Methane on mars comes from meteorites

Methane on Mars comes from meteorites

For many experts, the methane deposits discovered nine years ago in the atmosphere of the inhospitable planet were considered an indication of extraterrestrial life.

The international team of scientists had irradiated parts of a meteorite under mars conditions with ultraviolet light, whereupon the gas molecules formed. "Methane is formed from countless small micro-meteorites and interplanetary dust particles that land on the surface of mars from space," explained atmospheric chemist frank keppler. "The energy is provided by the extremely strong ultraviolet radiation."The results have been published in the scientific journal "nature".

Since scientists found coarser amounts of methane on mars, there is much speculation about the source. One hypothesis is that microorganisms form the gas and that this could be an indication of life on the red planet. Geological methane sources such as volcanoes are also being discussed. According to projections, mars produces 200 to 300 tons of methane per year, keppler said.

Without a mars expedition, but with the help of the meteorite murchison, the researchers from mainz and the universities of utrecht and edinburgh found that uv light decomposes the carbon compounds in the meteorite rock. "Unlike earth, mars lacks a protective ozone layer that could absorb most of the uv radiation from space," keppler explained. The mars atmosphere is very dark, so that a much smaller fraction of the meteorite material burns up than on earth.

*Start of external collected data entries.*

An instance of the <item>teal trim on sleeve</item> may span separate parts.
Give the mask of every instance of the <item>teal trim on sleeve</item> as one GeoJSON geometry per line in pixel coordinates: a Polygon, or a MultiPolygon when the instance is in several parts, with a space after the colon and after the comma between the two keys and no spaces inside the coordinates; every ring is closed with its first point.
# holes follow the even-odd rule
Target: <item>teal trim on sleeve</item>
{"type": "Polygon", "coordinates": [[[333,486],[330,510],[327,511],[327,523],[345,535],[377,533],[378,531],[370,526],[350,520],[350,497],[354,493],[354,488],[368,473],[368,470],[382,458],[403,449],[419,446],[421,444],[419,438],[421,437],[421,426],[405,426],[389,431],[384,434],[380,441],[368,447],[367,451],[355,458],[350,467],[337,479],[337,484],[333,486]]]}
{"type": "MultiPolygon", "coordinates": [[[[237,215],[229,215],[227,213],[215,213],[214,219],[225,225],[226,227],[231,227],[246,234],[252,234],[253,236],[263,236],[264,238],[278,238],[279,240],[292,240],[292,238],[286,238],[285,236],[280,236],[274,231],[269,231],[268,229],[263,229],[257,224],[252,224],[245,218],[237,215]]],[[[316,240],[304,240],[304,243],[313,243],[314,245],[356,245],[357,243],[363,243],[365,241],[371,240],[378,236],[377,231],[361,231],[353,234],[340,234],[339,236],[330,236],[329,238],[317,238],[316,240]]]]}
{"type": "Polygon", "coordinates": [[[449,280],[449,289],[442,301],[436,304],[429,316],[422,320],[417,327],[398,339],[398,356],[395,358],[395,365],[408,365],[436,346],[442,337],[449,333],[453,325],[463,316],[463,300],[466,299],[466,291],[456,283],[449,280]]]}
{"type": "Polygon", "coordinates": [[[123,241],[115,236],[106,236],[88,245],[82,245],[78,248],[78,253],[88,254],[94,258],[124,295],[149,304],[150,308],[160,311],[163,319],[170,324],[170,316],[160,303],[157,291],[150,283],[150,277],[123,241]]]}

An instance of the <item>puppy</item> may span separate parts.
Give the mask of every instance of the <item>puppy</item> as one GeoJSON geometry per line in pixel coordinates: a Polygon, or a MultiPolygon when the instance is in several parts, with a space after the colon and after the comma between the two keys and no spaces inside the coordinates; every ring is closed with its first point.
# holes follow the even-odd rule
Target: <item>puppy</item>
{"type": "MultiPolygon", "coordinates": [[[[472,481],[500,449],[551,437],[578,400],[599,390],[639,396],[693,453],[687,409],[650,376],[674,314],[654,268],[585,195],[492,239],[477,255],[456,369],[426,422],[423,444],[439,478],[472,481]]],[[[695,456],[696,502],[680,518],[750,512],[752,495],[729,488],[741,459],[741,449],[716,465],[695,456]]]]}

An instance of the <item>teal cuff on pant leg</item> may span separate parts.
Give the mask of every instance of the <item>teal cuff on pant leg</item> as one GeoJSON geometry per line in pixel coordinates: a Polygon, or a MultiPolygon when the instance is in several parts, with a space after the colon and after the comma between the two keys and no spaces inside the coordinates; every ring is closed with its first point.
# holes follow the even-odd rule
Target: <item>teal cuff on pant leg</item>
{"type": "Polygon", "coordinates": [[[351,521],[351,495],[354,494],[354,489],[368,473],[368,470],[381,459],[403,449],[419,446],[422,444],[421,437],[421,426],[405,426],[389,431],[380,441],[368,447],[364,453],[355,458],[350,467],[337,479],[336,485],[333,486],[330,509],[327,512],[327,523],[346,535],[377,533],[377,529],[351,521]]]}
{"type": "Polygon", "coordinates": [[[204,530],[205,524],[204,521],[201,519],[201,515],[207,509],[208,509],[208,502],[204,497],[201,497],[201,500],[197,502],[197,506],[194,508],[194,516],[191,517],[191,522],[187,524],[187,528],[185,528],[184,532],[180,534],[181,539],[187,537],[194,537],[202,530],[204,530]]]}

The meteorite murchison contains several percent carbon and has a similar chemical composition as the coarse part of the meteorite rock that lands on mars, explained the cosmochemist ulrich ott from mainz, germany. The 4.6-billion-year-old meteorite hit the australian town of murchison in 1969. When samples were exposed to UV radiation, considerable amounts of methane escaped almost immediately.

The results may disappoint all those who firmly believe in the biological origin of methane, the max planck institute announced. But the researchers could not rule out the hypothesis of martian microbes. It is quite possible that other processes contribute to methane production, said keppler.